投稿者 Kosodate : 2009年11月24日 10:30

コメント

こんにちは!
コラムありがとうございました。
うちの娘が4歳の時に、2歳の妹やその友達たちと一緒に遊んでいる時に読み聞かせをして遊んでいました。
幼稚園ごっこかなぁ〜それとも、育児サークル時代を思い出してるのかなぁ〜と思って、微笑ましくなりました。
こうやって、読み聞かせをしていたことを覚えていてくれたら、嬉しいですね★

投稿者 きなこ : 2009年11月25日 16:38



きなこ様 
コメントありがとうございます。
お母様が読み聞かせして差し上げたことが、お子様にとって、楽しい経験だったことでしょうね。
幼児期に数々の絵本に出会えたことは、この上ない幸せなことだと思います。
今後も絵本や本で心豊かな人生を、心よりお祈りいたします。

投稿者 浦塘 : 2009年11月25日 23:27



いつも楽しみに読ませていただきました。絵本にまつわる楽しいエピソードから、温かい雰囲気の中で、ますますそうした時間を大切にしていきたいと思いました。今日も図書館で絵本を借りてきましたが、なかなか選ぶのがたいへんです。私も今から子供と一緒に絵本で子育てがんばります。ありがとうございました。

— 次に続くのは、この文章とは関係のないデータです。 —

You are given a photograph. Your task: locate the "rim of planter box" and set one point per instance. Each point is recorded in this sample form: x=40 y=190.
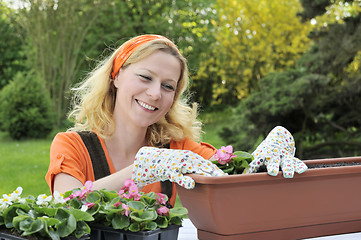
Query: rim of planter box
x=263 y=176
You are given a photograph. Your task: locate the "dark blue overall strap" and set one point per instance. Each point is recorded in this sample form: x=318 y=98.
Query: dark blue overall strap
x=96 y=152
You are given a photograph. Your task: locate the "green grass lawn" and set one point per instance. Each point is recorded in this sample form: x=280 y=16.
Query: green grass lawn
x=24 y=163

投稿者 mayumi mama : 2009年11月27日 17:09



4回のコラム、毎回楽しく読ませていただきました。

私自身も幼稚園教諭として働いている時、劇遊びをする時に本来のお話には出てこない架空の人物や役柄があることに抵抗がありました。
子どもが絵本をひろげた時に「僕、私の役は絵本に出てない」と悲しむのではないか。。。
そんな悲しい思いをさせたくないと。。。

でも、田川の橋田○○子である、浦塘先生自作の「絵本に沿った台本作り」のおかげで劇遊びを始めても子どもたちには役柄になりきり、セリフが入っていたりしてみんなですぐに楽しめましたね!!!
子どもたちも自信満々で演じており、大きくなっても記憶に残ってくれる事を願うばかりです♪

日々の読み聞かせの重要さを改めて感じました。
”本物の絵本”をこれからも語り継がれて欲しいものですね。
そのためには、絵本選びの重要さそのセンスも必要ですね。


投稿者 白いうさぎ : 2009年11月29日 11:30



mayumi mama様
コメントありがとうございます。
こちらこそ毎週読んでいただきまして、嬉しかったです。そして励みになりました!
「絵本」で親子の時間を共有出来ることは、お母様にとってもお子様にとっても、かけがえのない時間であり、幼児期または学童期だからこそ繋がる、親子のふれあいです。
これからも絵本で子育てを、たくさん楽しんでくださいね。応援しています。

投稿者 浦塘 直実 : 2009年11月30日 22:09



白いうさぎ様
コメントありがとうございます。
毎週読んでいただきまして嬉しかったです!そして、度々登場していただきまして、心よりお礼申し上げます。
私達が、一生懸命考えて作った「劇あそび」が子ども達の思い出の1つとして、心に残ってくれていたらいいですね!
白いうさぎ様もこれから、お子様や周りの方々そして未来に繋げて、絵本で子育てを楽しんでくださいね。